Uma das primeiras iniciativas articuladas pelo colegiado abrangeu o levamento de informações sobre a eficácia e a segurança do uso da hidroxicloroquina e da cloroquina no tratamento das pessoas diagnosticadas com Covid-19. Para isso, a comissão solicitou um estudo técnico ao Hospital Sírio Libanês a ser usado como suporte técnico às possíveis ações julgadas sobre o assunto. O resultado revelou incertezas sobre a efetividade das substâncias e foi disponibilizado no Parecer Técnico 123/2020, divulgado, em março, na plataforma e-NatJus Nacional.
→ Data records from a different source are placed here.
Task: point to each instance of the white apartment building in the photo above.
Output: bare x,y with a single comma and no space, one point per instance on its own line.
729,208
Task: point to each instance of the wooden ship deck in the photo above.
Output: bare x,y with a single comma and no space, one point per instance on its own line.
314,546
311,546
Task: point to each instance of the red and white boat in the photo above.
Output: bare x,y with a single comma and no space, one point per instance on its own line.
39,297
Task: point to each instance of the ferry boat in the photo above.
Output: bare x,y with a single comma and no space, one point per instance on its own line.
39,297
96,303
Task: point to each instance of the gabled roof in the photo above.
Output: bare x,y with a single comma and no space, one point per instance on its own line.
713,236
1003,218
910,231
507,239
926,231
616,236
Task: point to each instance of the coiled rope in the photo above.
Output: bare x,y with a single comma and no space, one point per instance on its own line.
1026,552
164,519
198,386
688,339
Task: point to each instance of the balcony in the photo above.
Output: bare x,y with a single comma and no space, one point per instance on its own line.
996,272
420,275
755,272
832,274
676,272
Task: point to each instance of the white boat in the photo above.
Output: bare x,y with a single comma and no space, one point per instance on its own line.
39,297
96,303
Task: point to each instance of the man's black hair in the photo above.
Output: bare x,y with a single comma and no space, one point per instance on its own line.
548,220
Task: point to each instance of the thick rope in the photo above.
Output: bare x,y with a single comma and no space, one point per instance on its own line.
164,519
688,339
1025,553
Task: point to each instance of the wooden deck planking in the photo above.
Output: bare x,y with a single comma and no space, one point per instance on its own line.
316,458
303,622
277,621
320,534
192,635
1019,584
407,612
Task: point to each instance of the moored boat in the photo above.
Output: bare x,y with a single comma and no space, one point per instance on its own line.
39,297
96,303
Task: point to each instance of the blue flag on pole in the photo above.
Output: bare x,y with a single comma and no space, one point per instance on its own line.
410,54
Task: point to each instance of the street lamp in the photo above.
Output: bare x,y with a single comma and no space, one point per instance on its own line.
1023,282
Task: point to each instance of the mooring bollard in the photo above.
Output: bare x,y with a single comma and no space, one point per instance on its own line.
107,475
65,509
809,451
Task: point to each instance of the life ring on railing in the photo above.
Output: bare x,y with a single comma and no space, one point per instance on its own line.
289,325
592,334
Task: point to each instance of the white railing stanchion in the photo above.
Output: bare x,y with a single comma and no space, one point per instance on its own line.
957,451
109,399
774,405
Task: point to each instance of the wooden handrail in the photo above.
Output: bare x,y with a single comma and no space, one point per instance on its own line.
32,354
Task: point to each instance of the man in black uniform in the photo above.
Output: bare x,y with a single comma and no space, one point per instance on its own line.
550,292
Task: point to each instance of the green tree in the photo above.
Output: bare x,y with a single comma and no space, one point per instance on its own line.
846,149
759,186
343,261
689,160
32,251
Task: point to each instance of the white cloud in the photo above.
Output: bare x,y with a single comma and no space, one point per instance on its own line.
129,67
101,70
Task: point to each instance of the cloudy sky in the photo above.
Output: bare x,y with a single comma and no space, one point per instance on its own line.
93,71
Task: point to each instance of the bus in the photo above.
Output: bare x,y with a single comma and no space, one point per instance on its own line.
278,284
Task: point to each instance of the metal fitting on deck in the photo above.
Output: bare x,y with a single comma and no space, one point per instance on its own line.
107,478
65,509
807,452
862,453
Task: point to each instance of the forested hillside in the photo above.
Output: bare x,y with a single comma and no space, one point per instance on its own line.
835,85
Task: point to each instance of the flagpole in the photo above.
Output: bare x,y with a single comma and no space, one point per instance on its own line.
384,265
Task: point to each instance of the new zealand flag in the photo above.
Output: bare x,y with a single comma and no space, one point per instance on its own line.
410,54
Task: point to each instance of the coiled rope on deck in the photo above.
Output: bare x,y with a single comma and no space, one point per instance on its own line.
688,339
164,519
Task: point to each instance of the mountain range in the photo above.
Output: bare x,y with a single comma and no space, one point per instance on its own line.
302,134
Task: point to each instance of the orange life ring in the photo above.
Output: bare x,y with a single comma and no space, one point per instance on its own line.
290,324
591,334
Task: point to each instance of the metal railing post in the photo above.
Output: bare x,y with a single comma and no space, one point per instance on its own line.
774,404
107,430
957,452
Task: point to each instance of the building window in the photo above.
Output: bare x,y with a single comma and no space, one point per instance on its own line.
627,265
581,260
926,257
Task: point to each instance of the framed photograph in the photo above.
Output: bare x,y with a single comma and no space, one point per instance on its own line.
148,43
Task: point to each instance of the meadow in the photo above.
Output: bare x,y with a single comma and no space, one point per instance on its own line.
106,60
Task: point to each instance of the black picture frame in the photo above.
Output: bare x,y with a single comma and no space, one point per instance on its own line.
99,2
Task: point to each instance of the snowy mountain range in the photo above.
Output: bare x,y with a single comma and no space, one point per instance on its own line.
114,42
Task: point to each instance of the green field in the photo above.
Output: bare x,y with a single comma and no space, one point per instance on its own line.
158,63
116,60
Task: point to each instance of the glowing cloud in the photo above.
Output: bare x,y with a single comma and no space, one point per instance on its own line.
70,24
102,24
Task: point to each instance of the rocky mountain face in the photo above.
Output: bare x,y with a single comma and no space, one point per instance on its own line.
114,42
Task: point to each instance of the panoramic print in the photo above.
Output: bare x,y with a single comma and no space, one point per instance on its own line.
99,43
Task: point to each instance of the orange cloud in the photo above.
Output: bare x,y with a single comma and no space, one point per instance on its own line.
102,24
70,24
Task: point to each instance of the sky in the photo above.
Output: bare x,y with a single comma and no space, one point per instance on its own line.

Com o avanço da pandemia, a atuação do colegiado foi intensificada e as atividades e levantamentos de informações contaram com a contribuição de várias autoridades do setor, como integrantes do Ministério da Saúde, do Conselho Nacional de Secretarias Municipais de Saúde (Conasems), do Conselho Nacional de Secretários de Saúde (Conass), do setor de assistência médica suplementar e de representantes de hospitais privados. As discussões incluíram, entre outros apontamentos, orientações para a gestão pública da crise e soluções consensuais para garantir a prestação de serviços e o fortalecimento do SUS.

Os encaminhamentos, lembra Candice Jobim, foram conduzidos no âmbito do Fórum Nacional do Judiciário para Monitoramento e Resolução das Demandas de Assistência à Saúde. A confluência dos trabalhos resultou na edição de dois importantes atos normativos aprovados pelo Plenário do CNJ.

O primeiro, que culminou na edição da Nota Técnica 24/2020, foi direcionado aos gestores estaduais e municipais e abordou a necessidade da criação de gabinetes de crise específicos para a situação, alinhados aos Centros de Operações de Emergência Estadual (COE). A medida teve como objetivo prevenir o aumento de decisões judiciais relacionadas à possível falta de leitos de UTI nos hospitais públicos e a requisição, caso necessário, do suporte da rede particular.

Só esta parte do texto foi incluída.